Mesmo no seu resort remoto, isolado dos manifestantes climáticos por um governo autoritário, os 40,000 mil delegados reunidos na Conferência do clima COP27 em Sharm El-Sheikh, no Egito, não podem ignorar a crescente onda de críticas em torno das suas reuniões anuais.
As emissões globais anuais de gases com efeito de estufa quase duplicaram, de cerca de 20 gigatoneladas para quase 40 gigatoneladas por ano desde o início das negociações climáticas globais, com metade de todas as emissões cumulativas desde o início da era dos combustíveis fósseis ocorreu apenas nos últimos 30 anos. E os sete anos desde que o Acordo de Paris foi assinado em 2015 foram os mais quentes já registados na Terra.
Esta semana e na próxima, os negociadores enfrentam a dura realidade de que o objectivo de limitar o aumento da temperatura global a 1.5 graus Celsius está mais longe do que nunca e possivelmente já fora de alcance. Embora as nações presentes na cimeira sejam encarregadas de aumentar as suas ambições climáticas, num mundo cada vez mais stressado por extremos climáticos, conflitos armados, nacionalismo extremo e tensões sociais crescentes, o melhor resultado para a COP27 poderá ser simplesmente evitar qualquer retrocesso em todas as promessas climáticas. já feito.

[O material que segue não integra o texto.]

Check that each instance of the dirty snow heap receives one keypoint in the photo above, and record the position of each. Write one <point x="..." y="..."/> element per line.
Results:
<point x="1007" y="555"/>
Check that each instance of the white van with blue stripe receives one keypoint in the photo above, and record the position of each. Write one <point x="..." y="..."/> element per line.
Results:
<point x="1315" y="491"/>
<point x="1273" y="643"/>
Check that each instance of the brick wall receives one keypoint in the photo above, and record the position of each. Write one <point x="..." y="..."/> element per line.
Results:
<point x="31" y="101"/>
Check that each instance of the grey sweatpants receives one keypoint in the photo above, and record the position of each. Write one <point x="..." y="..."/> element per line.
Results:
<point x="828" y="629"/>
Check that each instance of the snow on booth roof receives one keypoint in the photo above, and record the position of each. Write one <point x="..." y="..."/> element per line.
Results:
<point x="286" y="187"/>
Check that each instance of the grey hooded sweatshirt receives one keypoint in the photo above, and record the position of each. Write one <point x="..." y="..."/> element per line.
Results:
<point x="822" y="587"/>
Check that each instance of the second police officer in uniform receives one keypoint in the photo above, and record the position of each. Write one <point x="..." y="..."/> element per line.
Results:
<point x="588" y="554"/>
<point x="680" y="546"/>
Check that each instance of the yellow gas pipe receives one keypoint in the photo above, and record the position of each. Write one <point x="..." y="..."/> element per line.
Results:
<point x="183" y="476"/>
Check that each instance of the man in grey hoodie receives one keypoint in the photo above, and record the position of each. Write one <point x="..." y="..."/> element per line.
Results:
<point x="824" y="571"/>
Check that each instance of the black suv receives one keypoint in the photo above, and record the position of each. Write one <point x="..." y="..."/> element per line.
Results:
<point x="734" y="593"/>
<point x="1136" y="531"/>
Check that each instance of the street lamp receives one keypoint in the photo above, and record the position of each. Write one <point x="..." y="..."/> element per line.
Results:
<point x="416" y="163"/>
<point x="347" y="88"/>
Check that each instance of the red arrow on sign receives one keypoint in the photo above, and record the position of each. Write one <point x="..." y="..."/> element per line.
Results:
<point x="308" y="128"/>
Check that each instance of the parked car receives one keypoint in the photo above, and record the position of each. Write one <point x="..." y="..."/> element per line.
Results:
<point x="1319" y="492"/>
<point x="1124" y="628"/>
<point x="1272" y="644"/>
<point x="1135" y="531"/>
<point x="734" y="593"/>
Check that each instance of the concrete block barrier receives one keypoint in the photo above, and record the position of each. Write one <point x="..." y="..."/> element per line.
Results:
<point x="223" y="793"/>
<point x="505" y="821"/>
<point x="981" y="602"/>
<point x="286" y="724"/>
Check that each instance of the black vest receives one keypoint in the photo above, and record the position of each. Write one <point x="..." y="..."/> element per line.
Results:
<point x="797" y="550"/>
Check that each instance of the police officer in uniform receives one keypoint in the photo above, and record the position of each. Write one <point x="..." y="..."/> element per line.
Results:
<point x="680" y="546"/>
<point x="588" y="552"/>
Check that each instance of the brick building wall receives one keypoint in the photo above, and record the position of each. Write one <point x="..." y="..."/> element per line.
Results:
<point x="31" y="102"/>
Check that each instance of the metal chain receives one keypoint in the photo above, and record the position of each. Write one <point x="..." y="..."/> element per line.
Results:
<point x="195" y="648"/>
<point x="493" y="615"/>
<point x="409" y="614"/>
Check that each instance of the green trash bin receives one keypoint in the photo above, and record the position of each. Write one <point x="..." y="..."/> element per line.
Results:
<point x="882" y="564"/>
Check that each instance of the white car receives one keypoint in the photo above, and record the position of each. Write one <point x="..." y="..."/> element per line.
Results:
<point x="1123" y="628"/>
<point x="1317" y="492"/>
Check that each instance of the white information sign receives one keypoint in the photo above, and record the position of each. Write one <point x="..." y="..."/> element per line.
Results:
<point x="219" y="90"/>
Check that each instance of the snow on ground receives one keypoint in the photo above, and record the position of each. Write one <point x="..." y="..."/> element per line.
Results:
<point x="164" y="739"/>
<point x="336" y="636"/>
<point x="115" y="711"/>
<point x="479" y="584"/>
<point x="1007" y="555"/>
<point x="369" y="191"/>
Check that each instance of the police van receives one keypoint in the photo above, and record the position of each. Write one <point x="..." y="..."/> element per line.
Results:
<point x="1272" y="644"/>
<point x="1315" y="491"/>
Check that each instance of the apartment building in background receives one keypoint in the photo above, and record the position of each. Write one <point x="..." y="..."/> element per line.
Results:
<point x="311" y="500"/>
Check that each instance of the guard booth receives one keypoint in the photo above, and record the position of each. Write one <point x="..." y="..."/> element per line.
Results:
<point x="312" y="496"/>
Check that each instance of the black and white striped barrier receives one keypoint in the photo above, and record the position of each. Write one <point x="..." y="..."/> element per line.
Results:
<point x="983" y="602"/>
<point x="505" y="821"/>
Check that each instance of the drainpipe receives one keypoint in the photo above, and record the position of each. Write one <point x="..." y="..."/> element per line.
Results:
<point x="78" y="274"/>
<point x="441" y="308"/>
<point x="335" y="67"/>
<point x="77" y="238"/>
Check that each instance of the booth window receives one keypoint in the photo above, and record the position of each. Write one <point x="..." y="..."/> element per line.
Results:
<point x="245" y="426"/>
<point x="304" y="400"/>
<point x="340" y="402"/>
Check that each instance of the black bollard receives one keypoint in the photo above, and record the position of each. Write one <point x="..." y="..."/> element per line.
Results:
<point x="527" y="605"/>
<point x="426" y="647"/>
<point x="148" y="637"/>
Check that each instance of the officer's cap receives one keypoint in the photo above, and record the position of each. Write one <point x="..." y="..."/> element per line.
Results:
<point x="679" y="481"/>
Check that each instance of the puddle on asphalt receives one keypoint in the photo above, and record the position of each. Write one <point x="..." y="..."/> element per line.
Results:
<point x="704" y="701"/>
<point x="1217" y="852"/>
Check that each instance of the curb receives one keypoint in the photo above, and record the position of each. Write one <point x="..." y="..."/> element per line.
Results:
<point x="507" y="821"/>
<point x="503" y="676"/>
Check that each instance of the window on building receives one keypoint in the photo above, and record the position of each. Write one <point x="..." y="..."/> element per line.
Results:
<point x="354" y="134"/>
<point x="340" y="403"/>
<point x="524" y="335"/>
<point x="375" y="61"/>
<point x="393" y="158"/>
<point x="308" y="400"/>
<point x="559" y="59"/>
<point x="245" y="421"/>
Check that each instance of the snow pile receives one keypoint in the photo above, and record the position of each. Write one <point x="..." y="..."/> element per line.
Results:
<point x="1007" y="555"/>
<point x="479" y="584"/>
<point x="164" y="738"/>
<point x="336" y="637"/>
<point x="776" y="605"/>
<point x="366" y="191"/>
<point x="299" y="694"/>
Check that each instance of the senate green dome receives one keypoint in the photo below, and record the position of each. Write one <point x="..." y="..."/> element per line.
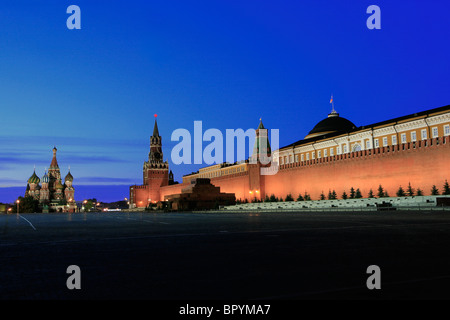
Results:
<point x="34" y="179"/>
<point x="332" y="124"/>
<point x="68" y="177"/>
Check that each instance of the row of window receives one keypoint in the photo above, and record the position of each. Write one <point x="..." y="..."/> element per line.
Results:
<point x="357" y="146"/>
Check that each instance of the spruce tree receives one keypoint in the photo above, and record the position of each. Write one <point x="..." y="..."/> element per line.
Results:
<point x="352" y="193"/>
<point x="400" y="192"/>
<point x="446" y="187"/>
<point x="380" y="193"/>
<point x="410" y="190"/>
<point x="434" y="190"/>
<point x="289" y="198"/>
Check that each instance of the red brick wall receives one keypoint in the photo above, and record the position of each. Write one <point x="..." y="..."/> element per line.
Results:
<point x="423" y="166"/>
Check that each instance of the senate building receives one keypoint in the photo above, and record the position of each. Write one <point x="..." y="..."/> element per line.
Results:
<point x="335" y="155"/>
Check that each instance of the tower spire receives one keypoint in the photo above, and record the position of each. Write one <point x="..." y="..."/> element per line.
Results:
<point x="155" y="128"/>
<point x="333" y="112"/>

Esse padrão é demasiado baixo para um número crescente de cientistas e activistas climáticos, que afirmam que as conferências globais das Nações Unidas e as promessas não vinculativas carecem da urgência que a crise exige.

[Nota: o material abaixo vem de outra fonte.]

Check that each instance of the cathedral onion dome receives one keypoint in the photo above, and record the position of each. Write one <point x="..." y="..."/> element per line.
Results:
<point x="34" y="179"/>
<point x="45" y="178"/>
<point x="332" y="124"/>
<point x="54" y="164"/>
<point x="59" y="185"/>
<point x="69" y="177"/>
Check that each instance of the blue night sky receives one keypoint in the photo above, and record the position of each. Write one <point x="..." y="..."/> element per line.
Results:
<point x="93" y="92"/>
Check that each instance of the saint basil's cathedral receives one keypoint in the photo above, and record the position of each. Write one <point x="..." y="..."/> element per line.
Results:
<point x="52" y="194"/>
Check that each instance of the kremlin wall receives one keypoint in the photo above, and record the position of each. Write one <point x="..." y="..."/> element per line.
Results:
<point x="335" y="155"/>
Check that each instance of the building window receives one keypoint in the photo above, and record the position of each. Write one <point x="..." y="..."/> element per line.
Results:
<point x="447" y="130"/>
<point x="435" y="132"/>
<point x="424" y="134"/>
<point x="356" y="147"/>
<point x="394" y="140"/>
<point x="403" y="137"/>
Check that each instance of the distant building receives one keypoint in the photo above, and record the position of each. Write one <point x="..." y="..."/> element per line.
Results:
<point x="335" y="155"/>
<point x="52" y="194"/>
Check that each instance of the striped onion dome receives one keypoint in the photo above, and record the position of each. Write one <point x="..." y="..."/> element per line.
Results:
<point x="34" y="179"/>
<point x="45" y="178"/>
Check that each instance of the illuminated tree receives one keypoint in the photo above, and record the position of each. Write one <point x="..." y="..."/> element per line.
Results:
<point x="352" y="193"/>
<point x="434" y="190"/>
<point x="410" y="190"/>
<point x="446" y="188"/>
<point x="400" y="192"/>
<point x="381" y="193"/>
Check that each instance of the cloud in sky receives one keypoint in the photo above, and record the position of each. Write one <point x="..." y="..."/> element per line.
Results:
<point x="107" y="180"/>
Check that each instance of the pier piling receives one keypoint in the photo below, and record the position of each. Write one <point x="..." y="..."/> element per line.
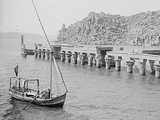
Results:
<point x="130" y="64"/>
<point x="152" y="69"/>
<point x="142" y="66"/>
<point x="157" y="70"/>
<point x="118" y="64"/>
<point x="63" y="56"/>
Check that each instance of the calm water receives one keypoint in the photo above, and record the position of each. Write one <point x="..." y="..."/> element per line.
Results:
<point x="94" y="94"/>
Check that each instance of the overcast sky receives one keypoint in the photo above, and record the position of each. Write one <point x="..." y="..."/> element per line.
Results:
<point x="19" y="16"/>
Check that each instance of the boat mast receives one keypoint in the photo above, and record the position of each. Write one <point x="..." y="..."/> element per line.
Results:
<point x="47" y="42"/>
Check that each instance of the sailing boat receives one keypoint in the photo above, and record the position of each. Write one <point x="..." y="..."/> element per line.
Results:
<point x="28" y="89"/>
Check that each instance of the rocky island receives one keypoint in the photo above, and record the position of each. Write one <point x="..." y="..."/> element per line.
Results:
<point x="141" y="29"/>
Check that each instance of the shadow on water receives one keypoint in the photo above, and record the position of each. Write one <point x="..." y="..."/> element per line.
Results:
<point x="33" y="112"/>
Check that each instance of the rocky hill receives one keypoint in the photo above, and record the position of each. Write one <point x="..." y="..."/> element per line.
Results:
<point x="100" y="28"/>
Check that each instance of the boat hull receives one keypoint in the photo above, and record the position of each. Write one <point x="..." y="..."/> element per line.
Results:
<point x="57" y="101"/>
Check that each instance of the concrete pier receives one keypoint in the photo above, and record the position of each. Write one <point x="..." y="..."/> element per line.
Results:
<point x="130" y="64"/>
<point x="68" y="57"/>
<point x="74" y="58"/>
<point x="48" y="54"/>
<point x="43" y="53"/>
<point x="39" y="52"/>
<point x="152" y="69"/>
<point x="79" y="57"/>
<point x="98" y="60"/>
<point x="90" y="59"/>
<point x="157" y="70"/>
<point x="108" y="60"/>
<point x="36" y="53"/>
<point x="118" y="64"/>
<point x="63" y="56"/>
<point x="142" y="66"/>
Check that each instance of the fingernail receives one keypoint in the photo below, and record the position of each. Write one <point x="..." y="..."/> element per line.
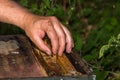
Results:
<point x="69" y="51"/>
<point x="48" y="52"/>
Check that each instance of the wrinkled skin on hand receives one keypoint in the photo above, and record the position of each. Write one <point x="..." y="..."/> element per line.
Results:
<point x="59" y="35"/>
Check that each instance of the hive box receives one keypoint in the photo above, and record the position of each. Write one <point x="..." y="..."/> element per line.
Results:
<point x="21" y="60"/>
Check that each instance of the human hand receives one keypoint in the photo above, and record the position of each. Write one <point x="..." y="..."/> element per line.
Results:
<point x="37" y="27"/>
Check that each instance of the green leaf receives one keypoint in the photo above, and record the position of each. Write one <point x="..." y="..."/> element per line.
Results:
<point x="78" y="42"/>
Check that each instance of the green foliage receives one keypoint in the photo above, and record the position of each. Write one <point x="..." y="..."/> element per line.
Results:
<point x="96" y="44"/>
<point x="114" y="42"/>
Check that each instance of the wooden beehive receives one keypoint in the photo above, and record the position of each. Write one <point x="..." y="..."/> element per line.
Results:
<point x="19" y="59"/>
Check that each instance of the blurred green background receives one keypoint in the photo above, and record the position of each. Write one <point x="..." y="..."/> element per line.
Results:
<point x="94" y="25"/>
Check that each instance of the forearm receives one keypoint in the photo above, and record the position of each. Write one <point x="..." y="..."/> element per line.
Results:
<point x="11" y="12"/>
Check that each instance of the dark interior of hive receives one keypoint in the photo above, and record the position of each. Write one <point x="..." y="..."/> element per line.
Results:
<point x="19" y="59"/>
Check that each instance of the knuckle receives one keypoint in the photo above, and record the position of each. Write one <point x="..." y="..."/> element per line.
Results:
<point x="53" y="17"/>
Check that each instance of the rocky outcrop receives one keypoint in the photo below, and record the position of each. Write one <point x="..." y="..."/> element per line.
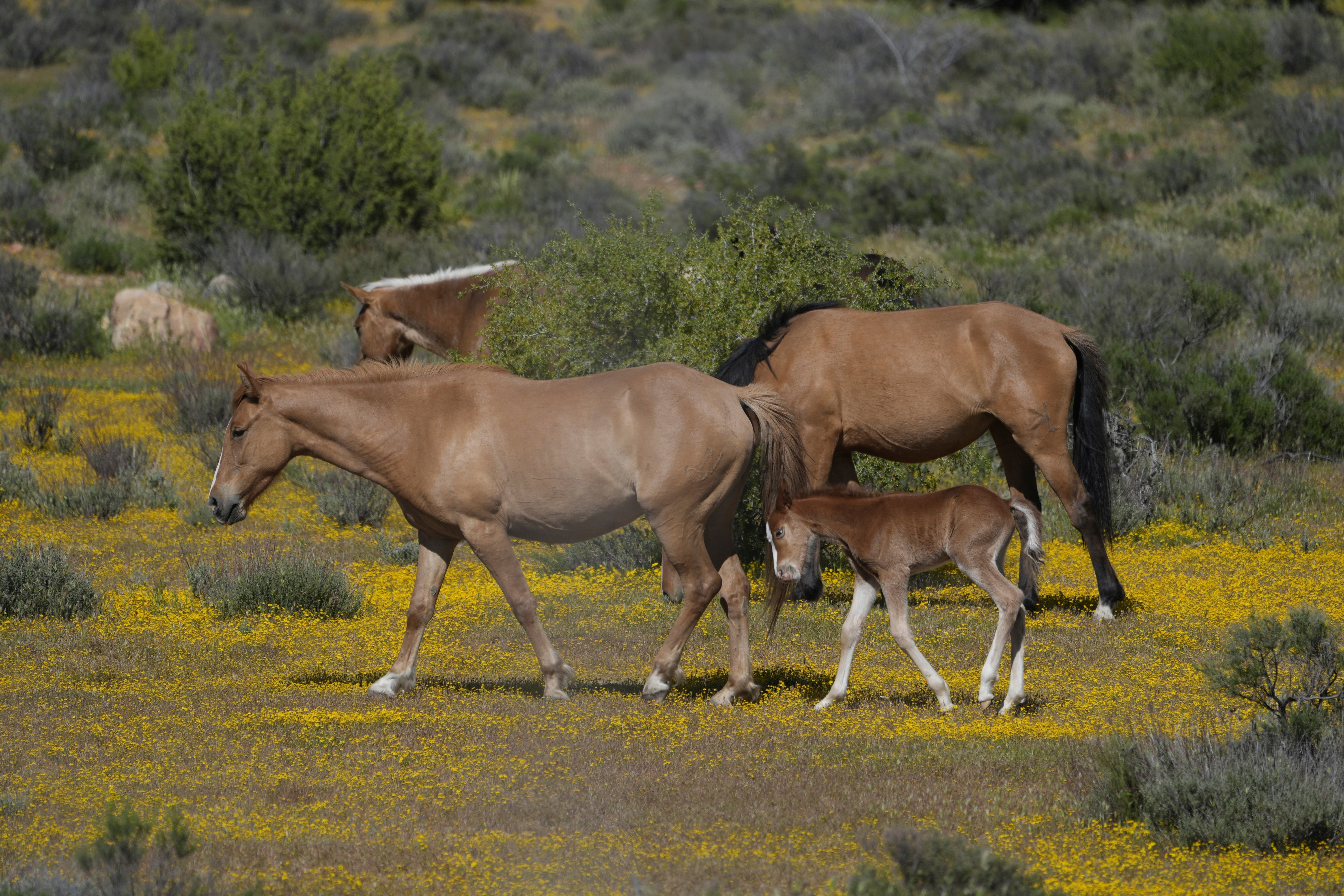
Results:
<point x="138" y="314"/>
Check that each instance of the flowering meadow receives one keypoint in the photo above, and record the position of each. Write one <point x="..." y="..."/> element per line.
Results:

“É muito difícil acreditar neste processo”, disse o sociólogo da Universidade de Maryland Dana R. Fisher, que também é pesquisador sênior não residente do programa de estudos de governança da A Instituição Brookings. “Acho que os ativistas que estão prestando atenção estão simplesmente fartos. E acho que as pessoas que estão se concentrando mais no nível doméstico estão vendo como a COP27 é um monte de ar quente.”

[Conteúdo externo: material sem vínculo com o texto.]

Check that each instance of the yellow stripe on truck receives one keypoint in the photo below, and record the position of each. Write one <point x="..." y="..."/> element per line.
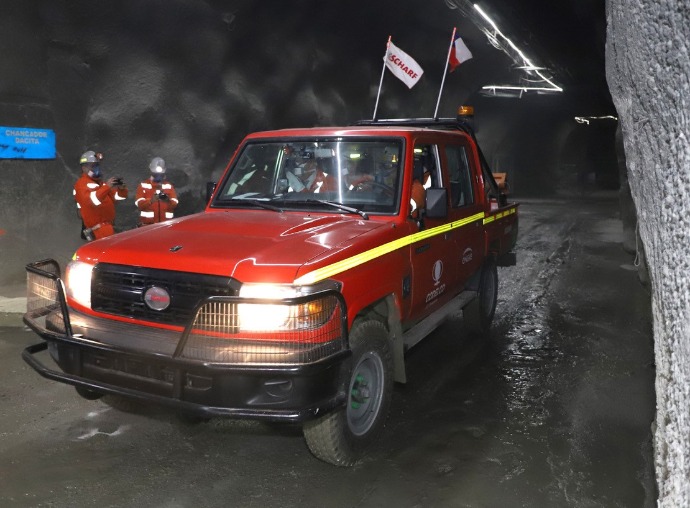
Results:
<point x="364" y="257"/>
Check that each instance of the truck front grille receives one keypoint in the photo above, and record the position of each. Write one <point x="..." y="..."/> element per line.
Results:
<point x="119" y="290"/>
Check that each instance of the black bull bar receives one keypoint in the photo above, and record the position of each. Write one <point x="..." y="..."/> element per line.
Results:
<point x="307" y="385"/>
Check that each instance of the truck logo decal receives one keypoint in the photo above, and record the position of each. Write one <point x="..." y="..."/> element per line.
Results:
<point x="437" y="271"/>
<point x="358" y="259"/>
<point x="435" y="293"/>
<point x="157" y="298"/>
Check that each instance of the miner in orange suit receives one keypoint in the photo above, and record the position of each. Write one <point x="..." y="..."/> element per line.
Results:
<point x="156" y="196"/>
<point x="96" y="198"/>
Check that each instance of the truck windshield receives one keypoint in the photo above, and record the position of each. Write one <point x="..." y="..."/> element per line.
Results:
<point x="363" y="175"/>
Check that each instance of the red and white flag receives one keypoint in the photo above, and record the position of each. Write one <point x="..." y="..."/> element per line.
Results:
<point x="402" y="65"/>
<point x="458" y="54"/>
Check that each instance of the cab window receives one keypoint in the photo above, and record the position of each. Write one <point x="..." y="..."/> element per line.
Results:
<point x="459" y="171"/>
<point x="426" y="166"/>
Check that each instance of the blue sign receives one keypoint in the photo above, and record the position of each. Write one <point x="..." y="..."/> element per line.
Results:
<point x="26" y="143"/>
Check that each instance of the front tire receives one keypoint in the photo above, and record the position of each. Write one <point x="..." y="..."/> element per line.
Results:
<point x="342" y="437"/>
<point x="479" y="313"/>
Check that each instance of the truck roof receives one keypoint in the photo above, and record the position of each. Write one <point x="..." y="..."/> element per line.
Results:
<point x="398" y="126"/>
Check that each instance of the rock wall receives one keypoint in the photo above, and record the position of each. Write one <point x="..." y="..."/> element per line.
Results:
<point x="648" y="69"/>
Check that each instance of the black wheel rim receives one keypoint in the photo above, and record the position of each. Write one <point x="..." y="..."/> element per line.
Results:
<point x="365" y="393"/>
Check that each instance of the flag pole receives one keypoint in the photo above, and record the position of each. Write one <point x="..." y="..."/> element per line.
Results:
<point x="376" y="107"/>
<point x="445" y="71"/>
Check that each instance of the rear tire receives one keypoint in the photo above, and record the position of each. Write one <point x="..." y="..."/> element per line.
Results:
<point x="342" y="437"/>
<point x="479" y="313"/>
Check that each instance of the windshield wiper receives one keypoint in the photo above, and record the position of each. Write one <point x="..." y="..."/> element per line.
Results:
<point x="340" y="206"/>
<point x="256" y="202"/>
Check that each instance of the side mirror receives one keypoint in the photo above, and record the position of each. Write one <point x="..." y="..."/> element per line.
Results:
<point x="436" y="203"/>
<point x="210" y="187"/>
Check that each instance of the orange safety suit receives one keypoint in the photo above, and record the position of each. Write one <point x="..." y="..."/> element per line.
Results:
<point x="152" y="209"/>
<point x="96" y="204"/>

À medida que o processo da ONU perde credibilidade, Fisher vê o activismo climático distante das cimeiras internacionais sobre o clima a tornar-se mais conflituoso ao pressionar os governos a reduzirem as emissões de gases com efeito de estufa o mais rapidamente possível a nível nacional.
"Não estamos cumprindo as metas, não estamos cumprindo os cronogramas”, disse ela. “É conversa fiada, lavagem verde e pouca ação. E acho que é isso que está levando muito do ativismo a se tornar potencialmente muito mais conflituoso.”
Fisher está longe de estar sozinho. No Twitter, o ecologista da Oregon State University William Ripple republicou uma imagem de centenas de jatos particulares voando em direção ao Egito e escreveu: “Isso é repugnante, mas não seria tão ruim se eles pelo menos fizessem um plano para deixar os combustíveis fósseis restantes no solo”. Ripple também é cofundador da Aliança de Cientistas Mundiais, um grupo independente de pesquisadores que divulgou um filme austero sobre a crise climática antes da COP27, instando os negociadores a levarem a ameaça a sério. Observou que, para além do fracasso das conferências globais na obtenção de resultados, o comportamento dos negociadores não inspira confiança no processo.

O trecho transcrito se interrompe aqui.